In my opinion, when things start to get dicey and unfriendly, the next step is to get an order....

What truly happens there, is a crap shot....

99% of the time, the judge will pull out the state's child support calculator and go from there to determine child support to be paid by the non-custodial parent.

And then leave it at that.....tough luck if it's less, and good luck if it's more.

SO.....you can do some research, as there different rules for different states.

About the old bill.....do you two also have some unwritten rule about how long each other has to present a bill to get reimbursed by the other? ???  I'd be keeping meticulous track of what I paid -- what the other parent paid -- and in many ways, it's a miracle that you're not fighting thus far.

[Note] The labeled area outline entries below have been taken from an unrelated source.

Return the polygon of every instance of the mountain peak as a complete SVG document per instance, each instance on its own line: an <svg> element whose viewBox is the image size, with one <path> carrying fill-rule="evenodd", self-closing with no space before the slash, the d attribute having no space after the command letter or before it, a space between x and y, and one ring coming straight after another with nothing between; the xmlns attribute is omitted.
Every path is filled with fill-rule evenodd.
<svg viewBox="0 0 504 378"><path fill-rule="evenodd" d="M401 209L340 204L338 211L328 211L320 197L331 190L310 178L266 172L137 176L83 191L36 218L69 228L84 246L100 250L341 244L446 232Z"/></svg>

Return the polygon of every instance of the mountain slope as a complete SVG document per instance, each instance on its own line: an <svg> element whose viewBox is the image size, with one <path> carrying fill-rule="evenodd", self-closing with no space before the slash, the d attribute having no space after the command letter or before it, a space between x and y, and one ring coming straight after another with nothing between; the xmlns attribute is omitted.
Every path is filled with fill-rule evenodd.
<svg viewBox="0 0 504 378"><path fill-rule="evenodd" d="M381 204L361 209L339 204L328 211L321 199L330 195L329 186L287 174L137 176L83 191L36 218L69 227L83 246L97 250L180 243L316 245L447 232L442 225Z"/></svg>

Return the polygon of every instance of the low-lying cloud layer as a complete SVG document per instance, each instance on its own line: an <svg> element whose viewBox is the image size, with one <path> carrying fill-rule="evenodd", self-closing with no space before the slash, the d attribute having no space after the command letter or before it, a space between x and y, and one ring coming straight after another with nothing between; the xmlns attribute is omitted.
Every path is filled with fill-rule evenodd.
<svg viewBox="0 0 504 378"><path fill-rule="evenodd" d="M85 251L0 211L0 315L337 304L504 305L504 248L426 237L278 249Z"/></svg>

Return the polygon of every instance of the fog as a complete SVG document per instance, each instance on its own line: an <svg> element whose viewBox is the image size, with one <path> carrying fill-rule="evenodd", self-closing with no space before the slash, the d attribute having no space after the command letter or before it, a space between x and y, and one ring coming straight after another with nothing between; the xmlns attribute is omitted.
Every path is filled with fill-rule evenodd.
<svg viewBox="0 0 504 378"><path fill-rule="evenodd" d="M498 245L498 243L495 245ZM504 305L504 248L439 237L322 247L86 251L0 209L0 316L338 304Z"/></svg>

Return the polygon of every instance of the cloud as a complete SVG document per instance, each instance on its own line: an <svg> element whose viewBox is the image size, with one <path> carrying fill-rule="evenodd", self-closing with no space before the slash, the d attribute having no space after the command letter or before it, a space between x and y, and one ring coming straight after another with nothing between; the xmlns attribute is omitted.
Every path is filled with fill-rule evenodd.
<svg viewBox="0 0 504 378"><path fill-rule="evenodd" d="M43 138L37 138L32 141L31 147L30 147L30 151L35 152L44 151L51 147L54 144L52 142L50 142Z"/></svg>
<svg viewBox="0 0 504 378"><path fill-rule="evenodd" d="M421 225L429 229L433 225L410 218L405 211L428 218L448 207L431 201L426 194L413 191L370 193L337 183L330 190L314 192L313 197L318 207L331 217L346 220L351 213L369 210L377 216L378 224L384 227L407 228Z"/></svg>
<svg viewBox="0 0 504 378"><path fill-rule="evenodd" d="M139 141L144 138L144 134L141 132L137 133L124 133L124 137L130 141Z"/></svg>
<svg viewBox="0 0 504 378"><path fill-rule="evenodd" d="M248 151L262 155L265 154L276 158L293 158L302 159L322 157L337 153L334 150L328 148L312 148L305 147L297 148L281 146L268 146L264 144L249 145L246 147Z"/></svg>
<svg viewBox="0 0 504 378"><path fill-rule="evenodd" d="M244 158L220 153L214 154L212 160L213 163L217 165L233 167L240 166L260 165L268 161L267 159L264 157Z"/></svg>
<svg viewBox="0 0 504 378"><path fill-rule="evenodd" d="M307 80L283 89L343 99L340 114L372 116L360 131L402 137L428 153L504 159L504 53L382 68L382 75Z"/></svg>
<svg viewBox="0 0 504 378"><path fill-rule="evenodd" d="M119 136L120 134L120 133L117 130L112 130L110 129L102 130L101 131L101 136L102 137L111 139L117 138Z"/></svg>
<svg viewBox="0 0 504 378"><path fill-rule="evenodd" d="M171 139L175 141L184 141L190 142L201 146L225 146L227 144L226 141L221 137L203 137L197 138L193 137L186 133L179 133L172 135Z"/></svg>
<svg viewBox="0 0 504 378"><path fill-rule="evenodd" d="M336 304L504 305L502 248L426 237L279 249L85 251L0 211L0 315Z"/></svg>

Mixed Bag, please understand that the source of my annoyance has to do with not sharing the fifty thousand dollars I paid, with the exception of 5000 she paid for pre-school. Now that educational expenses are through the roof, the other party believes it should be 50-50 and that the money way back then doesn't count here. I consider that  arbitrary, though the court may disagree with my judgment. The only paper trail is cancelled checks.

The other party is in a much better financial position now. I was in a better position then. That's why it's an issue. Of course, lawyers and court only add to the expense.

As for fighting, I stopped doing that years ago. It's not good for my head, but more importantly it's terrible for my child's head. The other party is way too combative, controlling, psychologically abusive, entitled, inflexible, and threat-oriented to have anything but the most minimal contact. Extremely toxic. Truly awful.